Viaje a otra Tierra

Entre las numerosas noticias que pueblan las -afortunadamente cada vez más importantes- secciones de ciencia de los medios de comunicación resulta a veces difícil identificar aquéllas que constituyen auténticos hitos llamados a entrar en la historia de la ciencia. Uno de estos hitos, que no debe pasarnos desapercibido, se nos comunicó hace tan sólo unas semanas: el descubrimiento de Próxima b, una nueva Tierra potencialmente habitable que, necesariamente, es la más cercana a nuestro planeta. En efecto, este exoplaneta orbita en torno a Próxima Centauri, la estrella que -a tan sólo 4,2 años luz de distancia- es la más próxima de nuestro Sol, de ahí su nombre. Su cercanía -que permite obtener el máximo detalle posible en las observaciones astronómicas- y su emplazamiento -en la zona de habitabilidad de su estrella- hacen de Próxima b el planeta de referencia en el que llevar a cabo todo tipo de comparaciones con la Tierra. Destaquemos que este descubrimiento se lo debemos a un equipo internacional de astrónomos coordinado por el español Guillem Anglada-Escudé que se encuentra investigando en la Universidad Queen Mary de Londres.

Viaje a otra TierraPara hacernos una idea de las distancias y del reto observacional que este descubrimiento supone, imaginemos por un momento que, desde la superficie de la Tierra, emprendemos un viaje hacia Próxima b. Las maravillas que ofrece la mirada cercana sobre nuestro planeta -una flor, una concha en la playa, un insecto o una obra del arte humano- se pierden rápidamente en cuanto nos alejamos un poco. Desde un avión, a unos kilómetros de altura, tan sólo distinguimos los grandes accidentes geográficos, las ciudades sin mucho detalle y algunos pueblos y carreteras con dificultad.
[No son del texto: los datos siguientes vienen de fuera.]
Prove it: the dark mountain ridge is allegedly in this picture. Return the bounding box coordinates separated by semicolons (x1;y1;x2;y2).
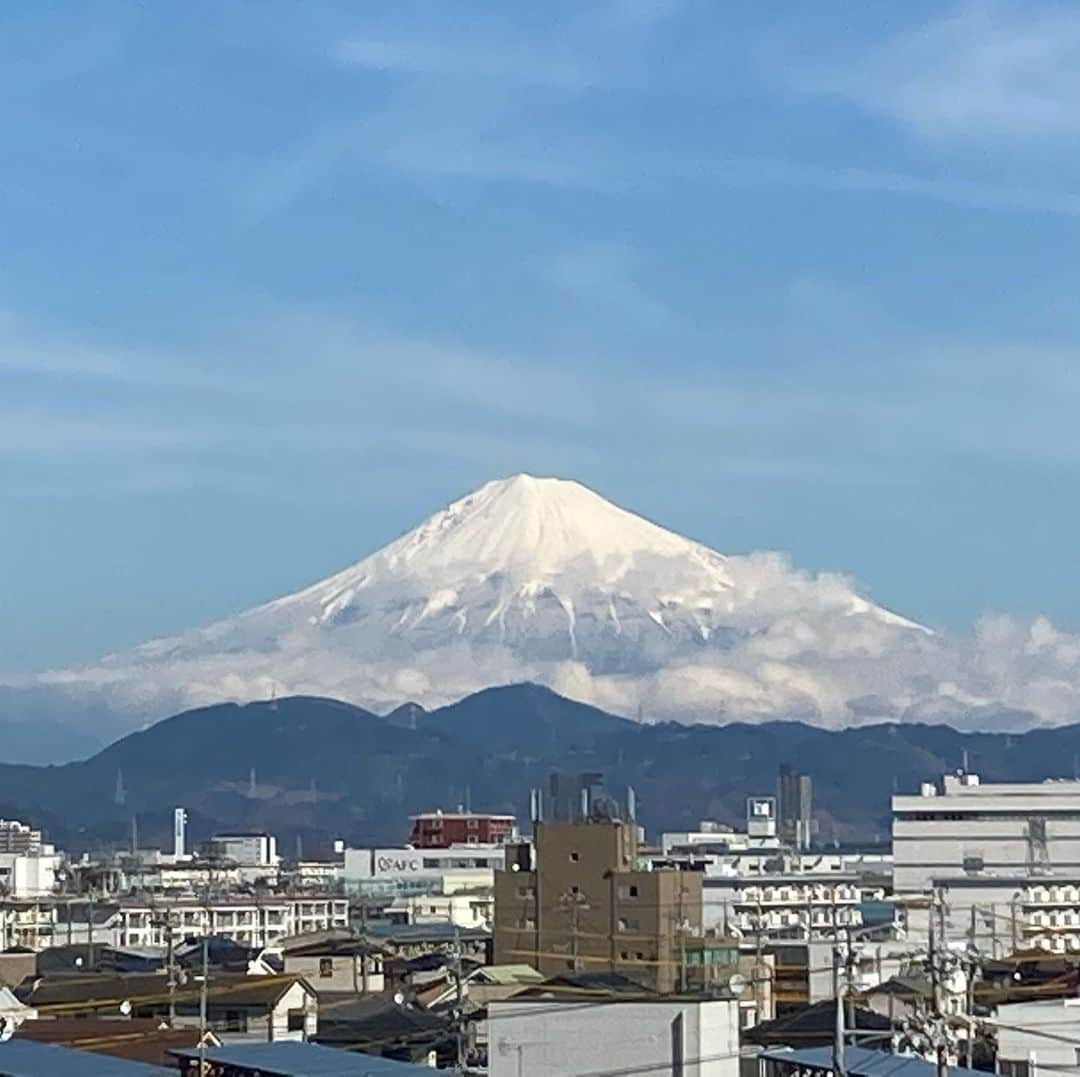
8;684;1080;851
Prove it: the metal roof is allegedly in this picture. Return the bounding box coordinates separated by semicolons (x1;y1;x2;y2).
758;1047;986;1077
170;1041;434;1077
0;1038;172;1077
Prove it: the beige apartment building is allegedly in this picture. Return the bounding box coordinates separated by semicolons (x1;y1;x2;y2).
495;820;702;993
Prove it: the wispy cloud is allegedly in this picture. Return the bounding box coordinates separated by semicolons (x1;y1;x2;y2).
799;0;1080;139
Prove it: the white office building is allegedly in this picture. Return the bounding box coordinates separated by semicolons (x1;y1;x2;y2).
892;773;1080;954
343;845;505;898
487;990;739;1077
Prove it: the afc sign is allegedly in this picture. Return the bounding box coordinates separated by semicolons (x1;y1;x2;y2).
375;852;421;875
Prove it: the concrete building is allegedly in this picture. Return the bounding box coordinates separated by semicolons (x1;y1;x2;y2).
383;887;495;930
408;811;517;849
0;843;64;899
702;866;886;940
342;845;505;898
892;773;1080;893
487;988;739;1077
777;763;813;849
892;773;1080;955
282;931;386;995
495;819;702;992
52;894;349;950
994;998;1080;1077
210;834;279;867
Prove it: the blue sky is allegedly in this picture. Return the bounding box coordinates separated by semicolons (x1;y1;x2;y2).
6;0;1080;672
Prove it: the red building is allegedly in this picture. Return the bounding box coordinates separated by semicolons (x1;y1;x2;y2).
408;811;517;849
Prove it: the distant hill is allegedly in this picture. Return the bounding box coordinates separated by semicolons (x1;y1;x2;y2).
6;684;1080;853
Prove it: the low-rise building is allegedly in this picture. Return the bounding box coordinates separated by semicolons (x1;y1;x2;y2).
408;811;517;849
383;889;495;930
487;986;739;1077
52;893;349;950
343;845;505;898
282;931;386;995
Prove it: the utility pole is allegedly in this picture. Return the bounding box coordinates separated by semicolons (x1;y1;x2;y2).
559;888;590;972
86;887;94;971
678;883;686;993
833;931;847;1077
450;914;465;1074
928;891;948;1077
199;932;210;1077
165;912;176;1028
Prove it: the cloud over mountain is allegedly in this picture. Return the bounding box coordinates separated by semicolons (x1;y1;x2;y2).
12;475;1080;728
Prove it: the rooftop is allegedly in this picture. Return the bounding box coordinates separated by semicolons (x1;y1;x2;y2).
0;1038;172;1077
759;1047;986;1077
172;1041;433;1077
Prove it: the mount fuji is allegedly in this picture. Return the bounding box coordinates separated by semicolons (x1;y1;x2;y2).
14;474;1080;747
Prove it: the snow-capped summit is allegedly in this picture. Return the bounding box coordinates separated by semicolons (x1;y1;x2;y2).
39;466;929;723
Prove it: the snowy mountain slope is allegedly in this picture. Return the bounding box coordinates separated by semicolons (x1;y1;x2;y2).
25;475;1080;726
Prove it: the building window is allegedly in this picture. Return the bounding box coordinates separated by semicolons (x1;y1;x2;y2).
998;1058;1031;1077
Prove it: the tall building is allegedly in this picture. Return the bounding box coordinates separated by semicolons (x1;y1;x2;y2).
546;770;606;823
495;818;701;992
892;772;1080;954
777;763;813;849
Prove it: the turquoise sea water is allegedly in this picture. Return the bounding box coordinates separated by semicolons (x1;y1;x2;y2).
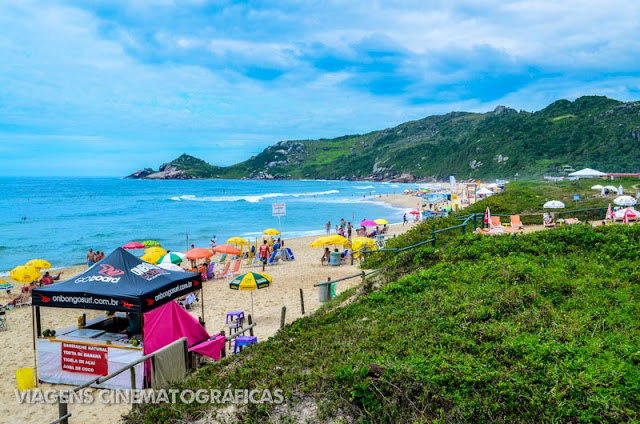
0;178;414;274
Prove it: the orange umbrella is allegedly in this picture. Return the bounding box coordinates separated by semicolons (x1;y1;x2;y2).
185;247;213;259
211;244;242;255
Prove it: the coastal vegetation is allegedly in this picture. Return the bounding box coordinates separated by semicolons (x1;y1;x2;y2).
127;96;640;182
128;193;640;423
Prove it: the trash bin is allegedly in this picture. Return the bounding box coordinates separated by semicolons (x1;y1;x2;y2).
318;284;333;303
16;367;36;391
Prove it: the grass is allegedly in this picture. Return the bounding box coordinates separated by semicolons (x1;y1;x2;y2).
463;178;640;224
127;222;640;423
551;114;576;122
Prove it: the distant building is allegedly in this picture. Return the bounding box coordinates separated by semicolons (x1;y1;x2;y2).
607;172;640;178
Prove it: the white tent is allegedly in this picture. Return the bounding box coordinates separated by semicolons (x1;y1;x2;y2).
614;208;640;221
542;200;564;209
569;168;607;178
569;168;607;178
613;196;637;206
476;187;494;196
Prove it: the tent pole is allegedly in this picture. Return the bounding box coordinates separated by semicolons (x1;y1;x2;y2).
31;305;40;387
200;281;207;328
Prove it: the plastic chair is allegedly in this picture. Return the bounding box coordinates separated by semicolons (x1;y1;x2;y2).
0;306;9;331
233;336;258;354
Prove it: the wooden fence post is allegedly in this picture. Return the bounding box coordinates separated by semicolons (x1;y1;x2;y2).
247;314;253;336
280;306;287;329
220;330;231;358
58;398;69;424
431;224;436;247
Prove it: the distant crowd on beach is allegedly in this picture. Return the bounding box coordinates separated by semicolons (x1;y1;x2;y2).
325;218;353;240
87;248;104;267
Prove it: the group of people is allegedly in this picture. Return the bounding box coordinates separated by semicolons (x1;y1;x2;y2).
320;247;345;265
325;218;353;240
87;249;104;267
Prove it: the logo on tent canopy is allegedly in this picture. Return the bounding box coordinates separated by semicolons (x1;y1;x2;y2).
131;264;169;281
98;264;124;277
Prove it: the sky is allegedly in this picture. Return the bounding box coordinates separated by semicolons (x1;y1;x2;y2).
0;0;640;176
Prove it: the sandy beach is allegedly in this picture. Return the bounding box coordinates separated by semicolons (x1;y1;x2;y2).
0;215;417;423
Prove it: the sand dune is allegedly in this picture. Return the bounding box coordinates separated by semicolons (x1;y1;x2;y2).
0;220;415;423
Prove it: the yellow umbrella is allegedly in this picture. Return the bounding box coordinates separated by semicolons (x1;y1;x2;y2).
227;237;249;246
9;265;40;284
229;272;273;315
25;259;51;269
327;234;349;246
309;236;331;247
144;246;167;256
140;247;167;265
351;237;376;250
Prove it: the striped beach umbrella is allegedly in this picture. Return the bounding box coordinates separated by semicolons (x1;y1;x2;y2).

Desde las estaciones espaciales, a unos cientos de kilómetros de altura, pueden verse las grandes ciudades durante la noche gracias a su generosa iluminación, pero durante el día no es posible ver ninguna construcción humana, ningún rastro de vida. Contrariamente a lo que a menudo se dice, ni siquiera la Gran Muralla China -que tan sólo mide unos cuatro o cinco metros de anchura- puede llegar a distinguirse desde las plataformas espaciales. Sí que se ven las humaredas provenientes de numerosos incendios pero, sin más conocimiento adicional, sería difícil decidir si son ocasionados por el hombre o son de origen natural. Las erupciones volcánicas, los huracanes, los grandes icebergs, las auroras polares y otros fenómenos naturales son los mayores espectáculos que los astronautas contemplan desde las ventanas de la Estación Espacial Internacional.

Los doce seres humanos que han tenido el privilegio de pasear por la superficie de la Luna no han podido distinguir las grandes megalópolis terrestres ni siquiera de noche. Desde allí -a unos 350.000 kilómetros de distancia- tan sólo se observa el peculiar aspecto azul marmóreo que componen las nubes con los océanos. En una instantánea de la Tierra tomada desde Marte obtenida por el robot Curiosity hace un par de años -a unos 160 millones de kilómetros de distancia- nuestro planeta aparece como un astro muy modesto y la Luna apenas se distingue a simple vista. Desde el planeta rojo sería preciso utilizar un telescopio para llegar a observar las mayores cordilleras de la Tierra y los contornos de sus continentes, cuando esas zonas estén despejadas de nubes.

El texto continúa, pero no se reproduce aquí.